L’Unsic, presente all’incontro con il presidente Domenico Mamone, ha presentato un corposo dossier sul tema della sicurezza e della salute con le proprie proposte, evidenziando in premessa il costante impegno in materia e ricordando che dal 2018 è tra le associazioni promotrici di uno dei più grandi eventi italiani sulla sicurezza, l’HSE Symposium.

L’Unsic, nel dettaglio, pone l’obiettivo di permettere un confronto diretto e permanente tra tutte le componenti della società civile sul tema della sicurezza sul lavoro ed il sostegno alla presentazione di proposte innovative da parte dei ricercatori universitari finalizzate al contrasto del fenomeno infortunistico. Soltanto la collaborazione tra tutti i soggetti coinvolti – magistratura, servizi ispettivi, lavoratori e imprese – può far evolvere il sistema-Paese e spingerlo verso l’obiettivo della riduzione del numero e della gravità degli incidenti e delle malattie professionali.

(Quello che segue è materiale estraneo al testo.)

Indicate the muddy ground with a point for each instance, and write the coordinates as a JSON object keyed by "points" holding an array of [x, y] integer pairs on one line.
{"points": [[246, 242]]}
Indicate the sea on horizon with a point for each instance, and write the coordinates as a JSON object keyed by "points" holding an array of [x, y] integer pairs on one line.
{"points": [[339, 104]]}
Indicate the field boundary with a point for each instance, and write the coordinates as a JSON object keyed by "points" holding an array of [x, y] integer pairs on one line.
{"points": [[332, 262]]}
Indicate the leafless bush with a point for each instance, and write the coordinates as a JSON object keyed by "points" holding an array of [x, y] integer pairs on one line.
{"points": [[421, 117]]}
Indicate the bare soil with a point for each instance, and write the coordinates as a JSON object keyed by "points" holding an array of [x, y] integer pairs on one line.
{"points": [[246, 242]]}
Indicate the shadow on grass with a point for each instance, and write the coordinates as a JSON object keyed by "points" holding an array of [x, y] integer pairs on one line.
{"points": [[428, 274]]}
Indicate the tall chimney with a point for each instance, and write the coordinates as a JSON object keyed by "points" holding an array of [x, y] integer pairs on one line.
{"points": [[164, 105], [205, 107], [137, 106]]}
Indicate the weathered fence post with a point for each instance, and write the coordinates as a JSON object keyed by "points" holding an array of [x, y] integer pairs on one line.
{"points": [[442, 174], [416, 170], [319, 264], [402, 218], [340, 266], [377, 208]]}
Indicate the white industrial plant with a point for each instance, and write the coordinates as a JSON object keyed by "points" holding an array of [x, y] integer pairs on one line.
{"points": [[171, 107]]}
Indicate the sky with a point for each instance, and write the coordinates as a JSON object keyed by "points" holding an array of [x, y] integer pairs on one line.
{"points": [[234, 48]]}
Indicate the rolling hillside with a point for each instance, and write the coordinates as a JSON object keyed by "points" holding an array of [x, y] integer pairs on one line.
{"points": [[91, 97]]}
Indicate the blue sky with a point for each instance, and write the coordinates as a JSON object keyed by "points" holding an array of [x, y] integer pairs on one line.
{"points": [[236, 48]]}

Partendo dai dati, appurato che circa il 50 per cento degli eventi infortunistici ha come causa il comportamento di un lavoratore, circa il 30 per cento problemi di sicurezza organizzativi ambientali o strutturali e il restante 20 per cento diverse motivazioni, il sindacato datoriale ritiene evidente che per contrastare il fenomeno infortunistico occorra lavorare sulle due “cause radice” principali: il miglioramento degli ambienti di lavoro e la formazione di tutte le figure interessate.

Altro strumento basilare per combattere il fenomeno degli infortuni sul lavoro è quello della formazione. “C’è la necessità di uscire dai paradigmi della formazione basata su contenuti ed orari prefissati ed entrare in una logica di gestione delle competenze acquisite – scrive l’Unsic. “Tale cambiamento epocale porterebbe grandi vantaggi in termini di efficacia e funzionalità degli interventi formativi: riducendo il numero di infortuni ed efficientando contemporaneamente la spesa in formazione. La gestione delle competenze dell’individuo dovrebbe avere inizio già fra i banchi delle scuole e, grazie al libretto formativo del cittadino, eviterebbe l’inutile ripetizione di corsi nel sempre più frequente spostamento dei lavoratori fra le aziende”.

In base a diversi studi, per ogni euro investito in sicurezza si determina un ritorno quantificabile in più di due euro, senza tener conto del ritorno sociale, ovvero del risparmio in termini di previdenza e di sistema sanitario che vanno a comporre una percentuale notevole di quei circa 45 miliardi di euro che costituiscono il costo annuale per mancanza di prevenzione in Italia.

Infine l’attenzione posta dal presidente Mamone riguarda il ruolo dei medici. La recente crisi sanitaria, infatti, ha messo in evidenza un problema che già da qualche anno iniziava a farsi sentire: la carenza di personale sanitario di ogni ordine e grado causata dal crescente numero di pensionamenti e dall’invecchiamento della popolazione non bilanciato dall’aumento di giovani laureati a causa del numero chiuso. Uno dei settori in cui tale carenza si mostra con tutta la sua forza è proprio la “medicina del lavoro”. Nel momento in cui le aziende hanno avuto maggior bisogno del supporto di medici questi sono stati introvabili: l’elenco ministeriale dei medici competenti è composto da 7.700 medici e comprende al suo interno anche coloro che lavorano presso gli organi sanitari, di vigilanza e previdenziali dello Stato. Un piccolo gruppo di meno di 5.000 medici “competenti” con l’impossibile compito di sorvegliare oltre 18 milioni di lavoratori.

Per risolvere il problema nel breve termine, la proposta dell’Unsic è quella di permettere, anche solo temporaneamente, anche ad altre specializzazioni mediche, oltre a quella in “igiene e medicina preventiva” e “medicina legale”, di svolgere il ruolo di medico competente attraverso la frequenza di appositi percorsi formativi universitari da definire con apposito decreto del ministero dell’Università e della ricerca di concerto con il ministero del Lavoro.